Art can heal.
Last year CultuRunners launched the Healing Arts Initiative as part of the World Health Organization’s series of solidarity events, and MoMA launched Artful Practices for Well-Being, which has integrated trauma awareness into its programming, recognizing individual and collective trauma, many of whom have been exacerbated by COVID-19. One of the first projects was an audio playlist that included collaborations with a neuroscientist, somatic experience practitioner, therapist, psychiatrist, educators, and mindfulness instructors.
This year, to join Healing Arts New York, with a city-wide activation taking place during the United Nations General Assembly, we have added contributions from four extraordinary collaborators: Christophe bailey, head of arts and health at the World Health Organization; Rebecca Amour, creative arts therapist specializing in dance / movement therapy; Sabrina sarro, a certified master social worker; and Atira Tan, specialist in somatic trauma.

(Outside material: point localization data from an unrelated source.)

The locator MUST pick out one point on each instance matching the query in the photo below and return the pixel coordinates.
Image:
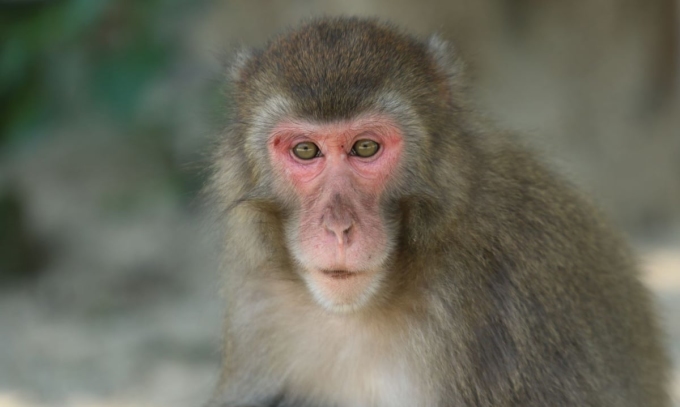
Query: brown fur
(505, 288)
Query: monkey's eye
(306, 150)
(365, 148)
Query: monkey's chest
(355, 369)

Drawing on their lived experiences, professional expertise and interests, they share the means by which art can heal. This does not mean that watching or doing art will cure someone of a physical illness or even relieve mental health symptoms – it is not a substitute for a necessary medication, surgery, vaccination, or treatment plan. But still, art can heal.
Click on the links below to listen to the audio.
The Monet’s water lilies exhibition at MoMA from September 13, 2009 to April 12, 2010
Hear Christopher Bailey reflect on his personal story with Claude Monet Water lilies over several decades.
“By revisiting the Water lilies, in my current state – loss of vision due to glaucoma – I slip into a sense of completeness. Surface, depth and reflection converge, just like the past, the future and the present moment are one. And I realized that I hadn’t lost anything. I don’t feel any anxiety or fear. I’m just enjoying the joy of color and celebrating this present moment. For me, it is the healing power of art.
Ana Mendieta. Nile born. 1984
Live a guided meditation on Ana Mendieta Nile born, directed by Atira Tan.
“What I’ve learned in my nearly two decades of work is that the body matters. And the body is the key and a vital part in healing from trauma…. Our bodies, which are connected to the earth, can be a deep source of resources and support as we learn to access it.
Sam Gilliam. 10/27/69. 1969
Participate in a Guided Color Meditation at Sam Gilliam’s 10/27/69, directed by Sabrina Sarro.
“I want to invite everyone to pay attention and look at the color around us. Colors for which we may not yet have a language. The colors that resonate with us, to really draw on the energy and the language of colors that surround us.
Zilia Sánchez. Antigone. 1970
Participate in somatic exercises inspired by Zilia Sanchéz Antigone, directed by Rebecca Love.
“The mythical character Antigone, the namesake of the play, signifies and validates for me the strength and power of bodies, which come in all shapes, shapes, colors and sizes, do not need to fit into a mold, to look or move a certain way of being beautiful or of expressing oneself.
In the presence of art, we can experience inspiration, wonder and even hope; it can stimulate our imagination, creativity and thinking. Our internal consciousness and our capacity for transformation can develop through experiences with art. There are scientific studies that demonstrate how people benefit from art exposure, as well as social prescribing programs in which doctors prescribe museum visits, art classes, and other creative activities.
For me, in the early stages of trauma recovery, art has helped me communicate what I couldn’t find words for and allowed me to be with the painful reality of trauma in a way that was not consuming me. Living with autoimmune diseases and chronic pain, art has helped me experience my symptoms differently. The emotional outlet that art offers can help alleviate physical sensations, sometimes by simply turning my mind away from them.
Art can harness the healing power within each of us and help bring us closer to each other. Faced with a work of art, we are connected to the artist and to others who have lived it. And connection, to ourselves and to others, is at the heart of art and healing. Healing is not a destination with a fixed timeline or endpoint, but rather a path or multiple paths. Just as every visit with a favorite work of art is a new experience with new perspectives, healing is a journey with possibilities that extend in all directions.